Miami-Dade School Leaders Say More Time Needed Before New Standardized Subject Tests Implemented

The state of Florida evaluates teacher performance based, in part, on the principal's observations and on how well the teacher's students score on the FCAT and the end-of-course exams. That is unless a teacher teaches a subject for which there is no standardized test, like music, art, or wood shop. Roughly two-thirds of Florida's public school teachers fall into that category.

"We're trying to evaluate teachers based on something that they don't control at all, in what other profession do we ask people to do that?" said United Teachers of Dade President Fedrick Ingram.

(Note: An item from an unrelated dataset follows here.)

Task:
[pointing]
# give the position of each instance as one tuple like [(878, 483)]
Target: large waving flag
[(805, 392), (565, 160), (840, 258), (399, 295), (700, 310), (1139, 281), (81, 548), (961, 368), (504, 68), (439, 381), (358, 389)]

Here's what the teachers' union president is talking about: for classes with no standardized test, the teacher is graded on how well other students in the school score on the FCAT reading test. Ingram says the entire evaluation system is inherently unfair and a huge waste of taxpayer money.

"Take a look at it this way," said Miami-Dade School Board member Dr. Martin Karp. "You have a student that gets a particular score, that impacts you, you've never met that student, that's a big problem."

Starting next school year, a teacher's pay and job security will be tied directly to the evaluation. So the state is rushing to create standardized tests for every class.

"Really, let's be realistic, we're not ready for this, the state isn't ready," Karp said.

Karp, who is a former teacher, said the state should hit the brakes and "do it right” – and not rush into it.

"We want to make things better, does this make things better? I think that's the question that we have to ask," Karp said.

Miami-Dade's director of human capital, Dr. Enid Weisman, said creating, implementing, and scoring new standardized exams will cost each school district millions of dollars. Miami-Dade is among the districts asking for more time.

"We're very hopeful that before consequences are implemented that there will be some change in the statutes," Weisman said, adding that teaches demoralized by an unfair system could impact the classroom environment. That "absolutely would affect students," Weisman said.

Everyone NBC 6 talked to supports accountability for teachers, as long as it's fair and taxpayer dollars aren't wasted designing exams for subjects that are nearly impossible to measure.

"We all know that there isn't an infinite pot of money for education, you want the dollars to go where it's gonna make a difference, is this gonna make a difference? That's what I'm concerned about," Karp said.

The flip side of the issue is that teachers who score high on the evaluations will earn merit pay increases, so many teachers who teach core subjects support the concept.
However, with nearly every school district in the state asking that the consequences of the evaluation system be delayed until it can be made fair to all teachers, it may take years, and many millions of dollars, before the evaluations really count.